An MOL Coastal Shipping-operated 499 GT coastal vessel, the Tetsuun Maru No.1 (shipowner: Tetsuun Kisen KK.), was successfully operated using biofuel made by mixing waste cooking oil directly with heavy fuel oil.
The biofuel used on the vessel is made by mixing waste cooking oil derived from vegetable oils and fats in Japan without chemical treatment with heavy fuel oil. This marks Japan’s first initiative to use this kind of biofuel to marine vessels.
Hanwa supplied the biofuel to the vessel in the Chukyo region as part of a research program on marine applications of biofuels by Japan’s Ministry of Land, Infrastructure, Transport and Tourism, in cooperation with Tokyo Steel Manufacturing, the cargo shipper.
The vessel operated on the biofuel mixture for about a month, plying a route between Mikawa Bay and Tokyo Bay, and reported no flammability problems or other issues.
Until now, the main raw material for biofuels has been Fatty Acid Methyl Ester (FAME), which is produced by chemical processing of waste cooking oil and methanol.

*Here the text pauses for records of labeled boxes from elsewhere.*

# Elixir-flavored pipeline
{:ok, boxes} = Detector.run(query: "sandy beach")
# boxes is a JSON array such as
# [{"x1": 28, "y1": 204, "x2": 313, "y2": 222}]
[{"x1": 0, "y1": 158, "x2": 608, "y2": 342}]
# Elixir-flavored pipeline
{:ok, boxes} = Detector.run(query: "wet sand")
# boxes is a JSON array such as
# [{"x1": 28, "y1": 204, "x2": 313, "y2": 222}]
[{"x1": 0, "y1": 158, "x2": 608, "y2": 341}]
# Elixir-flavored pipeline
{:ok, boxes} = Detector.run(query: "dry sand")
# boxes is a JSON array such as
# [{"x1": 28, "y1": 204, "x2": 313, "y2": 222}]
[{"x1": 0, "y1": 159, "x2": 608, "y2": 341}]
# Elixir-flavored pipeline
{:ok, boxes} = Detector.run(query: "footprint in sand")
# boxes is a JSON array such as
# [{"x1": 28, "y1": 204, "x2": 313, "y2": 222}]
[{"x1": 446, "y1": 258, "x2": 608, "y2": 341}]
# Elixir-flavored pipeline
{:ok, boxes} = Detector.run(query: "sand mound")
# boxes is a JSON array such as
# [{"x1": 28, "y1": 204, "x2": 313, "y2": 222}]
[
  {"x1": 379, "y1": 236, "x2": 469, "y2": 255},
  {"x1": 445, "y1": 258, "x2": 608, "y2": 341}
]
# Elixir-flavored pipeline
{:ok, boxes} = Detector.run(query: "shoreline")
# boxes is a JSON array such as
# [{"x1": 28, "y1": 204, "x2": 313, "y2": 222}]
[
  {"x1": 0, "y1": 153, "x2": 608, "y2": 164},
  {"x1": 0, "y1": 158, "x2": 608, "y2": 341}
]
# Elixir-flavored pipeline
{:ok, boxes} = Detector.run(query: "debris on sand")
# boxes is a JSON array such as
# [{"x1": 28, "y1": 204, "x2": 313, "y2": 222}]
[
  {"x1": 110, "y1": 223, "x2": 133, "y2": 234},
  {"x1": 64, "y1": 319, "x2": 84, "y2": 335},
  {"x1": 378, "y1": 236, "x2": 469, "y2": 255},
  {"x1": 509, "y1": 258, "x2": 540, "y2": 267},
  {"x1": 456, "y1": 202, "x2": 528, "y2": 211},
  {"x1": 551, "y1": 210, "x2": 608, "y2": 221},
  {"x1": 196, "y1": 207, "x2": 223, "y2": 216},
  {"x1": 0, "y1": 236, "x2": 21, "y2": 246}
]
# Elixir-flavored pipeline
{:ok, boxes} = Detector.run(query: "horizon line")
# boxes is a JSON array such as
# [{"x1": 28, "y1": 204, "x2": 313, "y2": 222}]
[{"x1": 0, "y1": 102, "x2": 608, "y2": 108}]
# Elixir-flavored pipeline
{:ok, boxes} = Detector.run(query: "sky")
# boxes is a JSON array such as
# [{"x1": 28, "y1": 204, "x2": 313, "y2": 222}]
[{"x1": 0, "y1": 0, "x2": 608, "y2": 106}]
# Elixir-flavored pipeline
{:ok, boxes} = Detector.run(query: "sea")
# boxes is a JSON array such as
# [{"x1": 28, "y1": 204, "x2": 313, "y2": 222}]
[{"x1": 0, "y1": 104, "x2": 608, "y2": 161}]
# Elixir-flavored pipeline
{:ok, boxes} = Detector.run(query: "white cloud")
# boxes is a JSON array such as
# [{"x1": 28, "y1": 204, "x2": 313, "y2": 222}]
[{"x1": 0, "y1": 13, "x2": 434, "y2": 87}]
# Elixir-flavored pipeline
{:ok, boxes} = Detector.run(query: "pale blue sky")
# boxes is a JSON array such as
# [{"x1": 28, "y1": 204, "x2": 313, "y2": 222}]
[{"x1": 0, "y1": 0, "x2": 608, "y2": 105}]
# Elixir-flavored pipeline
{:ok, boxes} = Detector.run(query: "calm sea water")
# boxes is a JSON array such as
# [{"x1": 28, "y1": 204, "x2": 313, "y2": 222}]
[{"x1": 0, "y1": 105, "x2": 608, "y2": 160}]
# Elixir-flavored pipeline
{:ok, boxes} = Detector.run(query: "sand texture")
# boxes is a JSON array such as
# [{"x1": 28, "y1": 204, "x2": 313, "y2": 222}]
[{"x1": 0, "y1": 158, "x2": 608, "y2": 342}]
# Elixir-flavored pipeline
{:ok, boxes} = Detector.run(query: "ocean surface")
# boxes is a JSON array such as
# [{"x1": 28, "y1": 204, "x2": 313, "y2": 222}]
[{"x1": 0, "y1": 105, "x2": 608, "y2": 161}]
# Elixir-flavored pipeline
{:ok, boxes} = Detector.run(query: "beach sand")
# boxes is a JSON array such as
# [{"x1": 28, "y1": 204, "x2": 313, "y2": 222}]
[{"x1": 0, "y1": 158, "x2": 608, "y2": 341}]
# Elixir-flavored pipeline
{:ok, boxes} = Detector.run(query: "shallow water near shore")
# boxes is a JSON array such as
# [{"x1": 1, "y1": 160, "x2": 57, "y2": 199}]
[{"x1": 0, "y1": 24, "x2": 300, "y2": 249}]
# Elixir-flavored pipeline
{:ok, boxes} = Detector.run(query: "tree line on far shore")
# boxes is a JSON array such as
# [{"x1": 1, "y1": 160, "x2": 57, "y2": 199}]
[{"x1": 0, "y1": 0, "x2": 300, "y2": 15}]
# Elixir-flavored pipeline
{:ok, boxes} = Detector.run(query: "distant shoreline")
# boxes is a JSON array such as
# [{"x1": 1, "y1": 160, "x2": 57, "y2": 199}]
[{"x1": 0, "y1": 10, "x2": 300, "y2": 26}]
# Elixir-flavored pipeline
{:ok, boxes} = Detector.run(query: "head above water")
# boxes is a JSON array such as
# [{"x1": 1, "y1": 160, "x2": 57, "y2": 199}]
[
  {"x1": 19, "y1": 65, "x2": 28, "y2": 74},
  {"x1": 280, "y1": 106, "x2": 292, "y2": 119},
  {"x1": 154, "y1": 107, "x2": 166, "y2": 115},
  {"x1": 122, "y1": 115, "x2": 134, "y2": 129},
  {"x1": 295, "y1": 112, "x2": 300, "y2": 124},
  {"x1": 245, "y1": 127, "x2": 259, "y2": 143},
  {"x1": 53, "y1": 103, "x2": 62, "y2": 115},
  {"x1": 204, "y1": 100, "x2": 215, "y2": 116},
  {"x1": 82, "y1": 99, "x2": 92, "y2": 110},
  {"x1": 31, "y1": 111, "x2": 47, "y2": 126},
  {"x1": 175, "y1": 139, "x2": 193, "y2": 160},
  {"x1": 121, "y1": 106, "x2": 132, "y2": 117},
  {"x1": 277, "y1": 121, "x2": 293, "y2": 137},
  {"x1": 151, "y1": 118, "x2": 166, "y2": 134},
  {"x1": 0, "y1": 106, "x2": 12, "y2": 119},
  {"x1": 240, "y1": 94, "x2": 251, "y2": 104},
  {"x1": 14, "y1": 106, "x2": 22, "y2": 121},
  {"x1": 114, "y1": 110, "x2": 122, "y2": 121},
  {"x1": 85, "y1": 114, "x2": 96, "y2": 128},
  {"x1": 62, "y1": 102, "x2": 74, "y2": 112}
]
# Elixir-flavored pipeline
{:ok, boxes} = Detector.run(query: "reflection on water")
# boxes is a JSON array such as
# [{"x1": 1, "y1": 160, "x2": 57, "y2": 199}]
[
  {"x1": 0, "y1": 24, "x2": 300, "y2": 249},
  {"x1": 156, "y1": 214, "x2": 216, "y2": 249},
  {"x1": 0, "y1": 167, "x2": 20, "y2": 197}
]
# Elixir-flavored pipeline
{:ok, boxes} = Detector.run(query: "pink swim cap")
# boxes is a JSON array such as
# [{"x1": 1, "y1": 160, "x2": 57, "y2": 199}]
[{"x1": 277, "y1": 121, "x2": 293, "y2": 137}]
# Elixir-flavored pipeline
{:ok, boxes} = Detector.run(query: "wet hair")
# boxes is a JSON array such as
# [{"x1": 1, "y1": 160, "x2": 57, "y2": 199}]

In this project, used cooking oil was mixed with heavy oil A (mixing ratio of Bio was 24%) in almost its original form as straight vegetable oil (SVO) and used in a general-purpose ship type, 499 GT coastal vessel. Since the SVO undergoes no methyl esterification or hydrogenation process, it is likely to reduce carbon dioxide (CO2) emissions even more than other biofuels and can be supplied at a lower cost.
Biofuel is positioned as an effective clean alternative fuel that can be used without changing the specifications of the vessel’s main engines, and so on.
As stated in the MOL Environmental Vision 2.2 updated in April 2023, it can be an effective means of reducing carbon dioxide emissions, especially in small coastal vessels that have limited space for tanks and other equipment required for other alternative fuels.
This initiative on coastal vessels follows a sea trial for use of liquefied biomethane fuel conducted in June, and through these initiatives, the MOL Group will contribute to the reduction and decarbonization of ocean transport.